- Librettist: Hélène Vrijdag
- Language: English, French
- Premiere: 19 March 2022 Enschede

= Orphee l'Amour Eurydice =

Opera by Christoph Willibald Gluck & Wolny Zbigniew

Orphée, L'Amour, Eurydice (OAE) is an opera in three acts (five scenes) for a tenor (who must also play electric guitar), a dancer and an actor, with pre-recorded electronic music using music from Gluck's Orfeo ed Euridice, composed by Zbigniew Wolny. The opera makes use of both projection screens and virtual reality headsets (VR).

The production was directed by Robin Coops, with VR-direction by Avinash Changa. The opera was co-produced by the Netherlands' three largest opera companies: The Dutch National Opera, Opera Zuid, and the Nederlandse Reisopera, and was part of the 2022 Opera Forward Festival in Amsterdam.

==Plot==
The opera tells the classic Greek Orpheus myth through the perspectives of Orphée (live theater + VR) and Eurydice (live theater + headphones).

===Orphée Experience ===

In the Orphée Experience, the audience follows the story from Orphée's perspective, sometimes even literally following in his footsteps. The audience enters the installation through the Orphée entrance and are assigned a place. There singer/guitarist Orphée introduces himself. In the second act, they are guided out onto a balcony and are fitted with VR goggles, where they follow Orphée's perspective in the virtual world while walking and using hand movements. After the VR experience, they remove their VR headsets, and move on to the third act where Orphée comes to a conclusion about his feelings about their broken relationship.

===Eurydice Experience===

In the Eurydice Experience, the audience follows Eurydice's perspective, entering the installation through the Eurydice entrance, where they receive a pair of headphones. Eurydice, a dancer, introduces herself through a pre-recorded audio monologue. In the second act the audience enters the interior of the set. Surrounded by a pre-recorded, surround-sound choir, they can see and hear live how Orpheus, Eurydice and Amour tell their story, each in their own way. They finish their experience in the third act where Eurydice comes to a conclusion in her feelings about their relationship.

==Roles==

Roles, voice types, premiere casts
| Role | Type | Premiere Cast |
|---|---|---|
| Orphée | tenor | Lucas van Lierop |
| Eurydice | Dancer | Kalin Morrow & Tijana Prendovic |
| L'Amour (Eros) | Actor | Julia Akkermans [nl] |

==Use of technology==
Set: Designed by Maze de Boer, the sets were designed to allow two stories to be told simultaneously. Set design included consideration for all technological elements, as well as space for the cast to perform.

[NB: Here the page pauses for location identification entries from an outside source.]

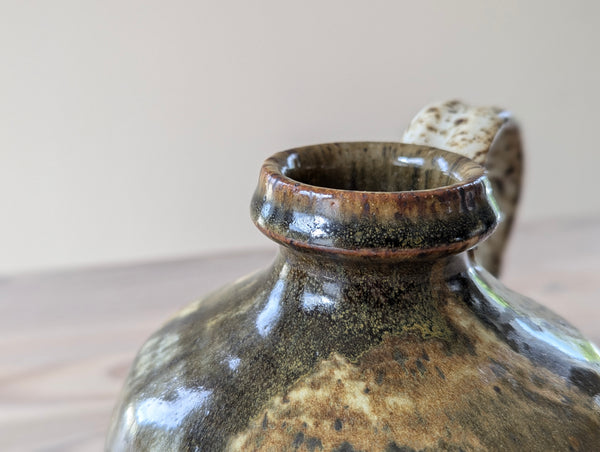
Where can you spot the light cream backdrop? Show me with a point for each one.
(134, 130)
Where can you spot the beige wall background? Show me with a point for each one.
(133, 130)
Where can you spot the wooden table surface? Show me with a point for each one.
(67, 339)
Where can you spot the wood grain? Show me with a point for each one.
(67, 339)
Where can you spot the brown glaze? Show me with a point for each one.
(372, 330)
(489, 136)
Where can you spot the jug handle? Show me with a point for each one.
(490, 136)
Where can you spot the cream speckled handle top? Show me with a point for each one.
(489, 136)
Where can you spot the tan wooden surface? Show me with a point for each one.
(66, 339)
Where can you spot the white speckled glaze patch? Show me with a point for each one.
(489, 136)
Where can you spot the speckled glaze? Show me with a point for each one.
(375, 328)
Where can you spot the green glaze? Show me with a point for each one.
(374, 329)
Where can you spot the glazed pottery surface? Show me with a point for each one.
(377, 327)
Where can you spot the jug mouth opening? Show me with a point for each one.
(375, 199)
(374, 169)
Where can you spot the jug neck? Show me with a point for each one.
(375, 201)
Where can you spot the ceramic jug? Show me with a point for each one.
(380, 326)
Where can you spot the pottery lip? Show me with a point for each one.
(447, 208)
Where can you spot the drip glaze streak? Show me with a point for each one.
(374, 329)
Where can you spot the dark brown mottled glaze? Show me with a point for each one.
(374, 329)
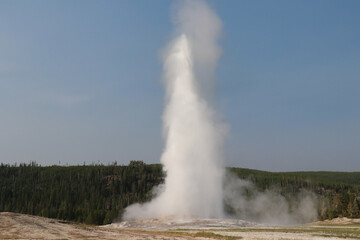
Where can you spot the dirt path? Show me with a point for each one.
(21, 226)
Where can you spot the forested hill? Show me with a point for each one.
(315, 177)
(98, 194)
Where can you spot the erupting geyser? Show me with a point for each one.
(194, 135)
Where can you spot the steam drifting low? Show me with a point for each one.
(194, 135)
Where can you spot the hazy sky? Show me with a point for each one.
(80, 81)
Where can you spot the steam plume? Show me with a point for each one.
(192, 156)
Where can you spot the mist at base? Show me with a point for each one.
(192, 157)
(196, 185)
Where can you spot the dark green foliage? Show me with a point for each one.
(98, 194)
(92, 194)
(338, 192)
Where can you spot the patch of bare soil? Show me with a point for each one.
(339, 221)
(21, 226)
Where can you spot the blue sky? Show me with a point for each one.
(80, 82)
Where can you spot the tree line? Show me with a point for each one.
(98, 194)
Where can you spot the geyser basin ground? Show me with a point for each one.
(168, 223)
(22, 226)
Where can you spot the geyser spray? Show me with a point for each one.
(194, 134)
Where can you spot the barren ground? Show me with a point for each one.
(20, 226)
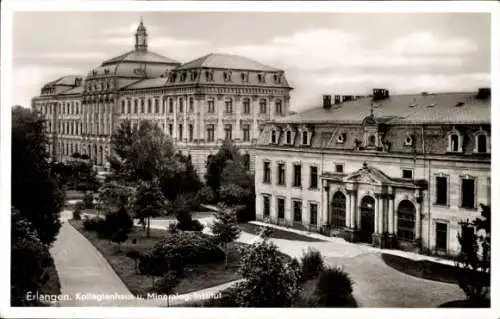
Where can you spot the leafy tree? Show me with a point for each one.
(474, 259)
(149, 202)
(31, 176)
(227, 151)
(167, 284)
(272, 279)
(225, 227)
(30, 260)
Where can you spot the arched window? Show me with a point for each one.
(338, 210)
(482, 145)
(406, 221)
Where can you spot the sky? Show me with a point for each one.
(321, 53)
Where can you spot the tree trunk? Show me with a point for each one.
(149, 225)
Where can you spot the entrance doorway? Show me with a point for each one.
(367, 210)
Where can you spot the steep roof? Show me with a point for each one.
(404, 109)
(226, 61)
(141, 57)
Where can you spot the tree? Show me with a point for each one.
(216, 163)
(35, 191)
(225, 227)
(474, 259)
(30, 259)
(149, 202)
(271, 278)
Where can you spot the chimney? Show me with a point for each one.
(327, 101)
(484, 93)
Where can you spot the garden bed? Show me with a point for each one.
(197, 277)
(277, 233)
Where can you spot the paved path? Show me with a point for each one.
(85, 275)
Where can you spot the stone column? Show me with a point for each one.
(348, 215)
(237, 107)
(255, 125)
(220, 108)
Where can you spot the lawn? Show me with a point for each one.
(277, 233)
(196, 277)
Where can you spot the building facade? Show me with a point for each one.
(394, 171)
(198, 104)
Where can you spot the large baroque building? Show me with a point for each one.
(390, 170)
(199, 103)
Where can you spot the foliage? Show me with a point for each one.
(135, 256)
(31, 176)
(333, 288)
(216, 163)
(192, 247)
(114, 195)
(119, 236)
(474, 259)
(312, 264)
(167, 284)
(205, 195)
(88, 201)
(149, 202)
(182, 210)
(30, 259)
(272, 280)
(225, 227)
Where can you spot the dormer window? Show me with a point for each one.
(408, 140)
(455, 141)
(482, 144)
(341, 138)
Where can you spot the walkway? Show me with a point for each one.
(85, 275)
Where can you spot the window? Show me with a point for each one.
(339, 168)
(468, 193)
(454, 143)
(211, 106)
(246, 106)
(278, 108)
(179, 135)
(170, 106)
(267, 205)
(210, 132)
(441, 236)
(305, 139)
(246, 133)
(297, 175)
(190, 129)
(229, 106)
(313, 212)
(281, 174)
(407, 173)
(314, 177)
(441, 190)
(481, 142)
(281, 208)
(228, 130)
(263, 106)
(267, 172)
(297, 211)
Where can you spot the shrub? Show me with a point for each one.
(205, 195)
(192, 247)
(88, 201)
(312, 264)
(92, 224)
(334, 288)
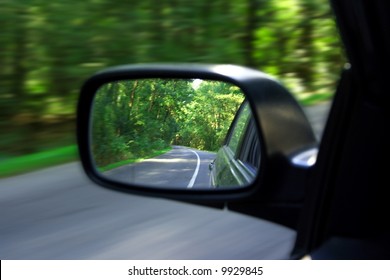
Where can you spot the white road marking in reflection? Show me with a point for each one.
(192, 181)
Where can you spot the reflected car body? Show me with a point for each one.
(238, 160)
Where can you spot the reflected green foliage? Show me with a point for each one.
(136, 119)
(48, 48)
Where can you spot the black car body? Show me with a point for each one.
(238, 160)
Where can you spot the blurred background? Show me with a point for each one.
(48, 48)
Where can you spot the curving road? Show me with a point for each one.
(181, 167)
(57, 213)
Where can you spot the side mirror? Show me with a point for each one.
(202, 132)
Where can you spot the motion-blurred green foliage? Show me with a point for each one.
(134, 119)
(47, 49)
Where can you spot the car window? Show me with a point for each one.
(250, 150)
(239, 127)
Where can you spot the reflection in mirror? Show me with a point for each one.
(172, 133)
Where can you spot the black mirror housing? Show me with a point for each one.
(284, 130)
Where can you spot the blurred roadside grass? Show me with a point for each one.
(32, 162)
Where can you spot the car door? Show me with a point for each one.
(238, 160)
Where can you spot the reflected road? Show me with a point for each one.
(181, 167)
(57, 213)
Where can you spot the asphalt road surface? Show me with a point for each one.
(57, 213)
(180, 168)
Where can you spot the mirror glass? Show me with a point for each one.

Projections: During the performance, text-messages between Orphée, l'Amour, and Eurydice can be seen at various times. These elements were designed to allow for character back-stories to be communicated to the audience. Projections are also used when members of the audience are back-lit while using their VR-headsets, creating choreographed shadows, viewed by other members of the audience.

Sound: Perhaps the most integral part of the OAE experience, the opera made use of several different kinds of live and pre-recorded sounds. Orphée sings live, often accompanying himself on guitar. Throughout the opera pre-recorded music is played through various speakers, triggered at specific point by an off-stage sound technician.

VR-Headsets: An integral part of the experience, all elements of the Virtual Reality portion of the opera were created by WeMakeVR. The headsets used were the Meta Quest 2.